There are no strings attached, no ulterior motives. You simply give it a prompt and it answers. And the answer is very often exactly what you want to hear.
Recently, Chat GPT has begun running on the GPT-5 model, which provides a more personalized user experience.
It can reference previous prompts and is faster and more insightful with its responses. And while we may look at this as another example of the harrowing nature of AI, the real question is what does it say about us humans?
Have we become so emotionally distant, so caught up in the grind of our lives that the artificial programs we create are more emotionally intelligent than we are?
In the movie Blade Runner, a noticeable motif is how the synthetic replicants are more human than the actual people are.
And while we don’t have human replicants, we do have text on a screen which can provide a person with more emotional support than a text from their partner ever could.
The rise of social media and the internet have given rise to easy emotional detachment.
We lose ourselves in a virtual world where text on a screen hits our dopamine receptors and gives us the delusion of real feeling.
At the same time, human interaction has become a chore.
People come with biases, baggage and self-interest.
They are more concerned with what they are going to say than what you are currently saying.
To pile on, therapy is expensive.
A person may have to pay up to $200 per therapy session – just to sit in a beige, dusty office and mope about the cosmic horrors of their own existence.
According to one redditor on r/ChatGPT, the AI program helped them more than 15 years of therapy ever had.
And it’s easy to see why – it’s always available, it doesn’t judge or use its authority against you. It’s convenient and the thing we love most about modern life is its convenience.
The harsh fact is this: AI isn’t going anywhere. It’s not going to reduce in use or become less available.

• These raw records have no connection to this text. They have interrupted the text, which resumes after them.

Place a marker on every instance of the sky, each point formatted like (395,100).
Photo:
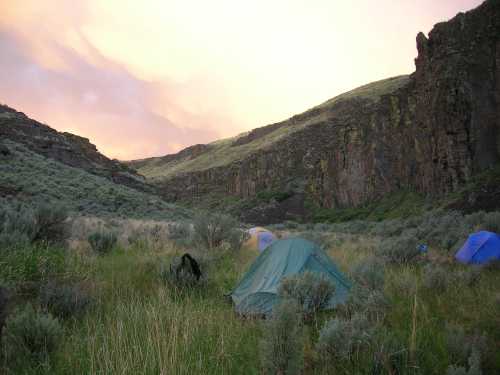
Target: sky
(148,78)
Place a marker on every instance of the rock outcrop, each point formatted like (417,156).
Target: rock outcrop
(430,132)
(66,148)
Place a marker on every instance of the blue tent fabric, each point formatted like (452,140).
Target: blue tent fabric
(265,239)
(257,291)
(480,248)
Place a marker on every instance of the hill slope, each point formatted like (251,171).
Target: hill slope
(430,132)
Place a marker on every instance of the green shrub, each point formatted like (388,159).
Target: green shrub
(399,250)
(342,338)
(215,230)
(50,223)
(17,227)
(4,299)
(282,344)
(181,234)
(30,265)
(370,273)
(312,291)
(22,225)
(30,337)
(102,242)
(291,224)
(64,300)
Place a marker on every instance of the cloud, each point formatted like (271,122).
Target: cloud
(144,78)
(101,101)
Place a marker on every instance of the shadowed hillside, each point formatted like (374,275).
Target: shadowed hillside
(429,133)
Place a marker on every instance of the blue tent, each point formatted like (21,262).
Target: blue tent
(257,292)
(480,248)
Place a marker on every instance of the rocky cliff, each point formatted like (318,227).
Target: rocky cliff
(66,148)
(430,132)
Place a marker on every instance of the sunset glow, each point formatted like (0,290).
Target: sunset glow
(147,78)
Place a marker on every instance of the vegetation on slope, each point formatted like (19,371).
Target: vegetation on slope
(225,151)
(28,177)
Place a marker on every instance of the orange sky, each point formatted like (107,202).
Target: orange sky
(147,78)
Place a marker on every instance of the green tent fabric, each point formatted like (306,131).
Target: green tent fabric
(257,291)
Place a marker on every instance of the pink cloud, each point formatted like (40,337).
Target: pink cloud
(100,101)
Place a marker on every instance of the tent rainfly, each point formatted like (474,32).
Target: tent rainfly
(257,292)
(480,248)
(260,238)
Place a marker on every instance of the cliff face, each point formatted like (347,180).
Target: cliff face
(429,132)
(66,148)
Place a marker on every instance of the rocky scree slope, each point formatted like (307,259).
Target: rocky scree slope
(430,132)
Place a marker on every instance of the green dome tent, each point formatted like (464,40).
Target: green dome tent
(257,292)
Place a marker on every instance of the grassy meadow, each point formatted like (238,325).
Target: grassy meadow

The academic side is a bland, boring conversation we are all already sick of having.
But the emotional side is something new. The question of how deeply we can emotionally invest ourselves in an AI program is an invigorating one.
AI is a tool. And its usage is a symptom of wider society.
The cure is simple – emotional intelligence to combat artificial intelligence.
Empathy isn’t a new age concept. It’s not a sign of weakness or a product of a pacified culture.
The ability to be empathetic keeps a person grounded in their own humanity.
And it makes them more appealing than Chat GPT ever could be.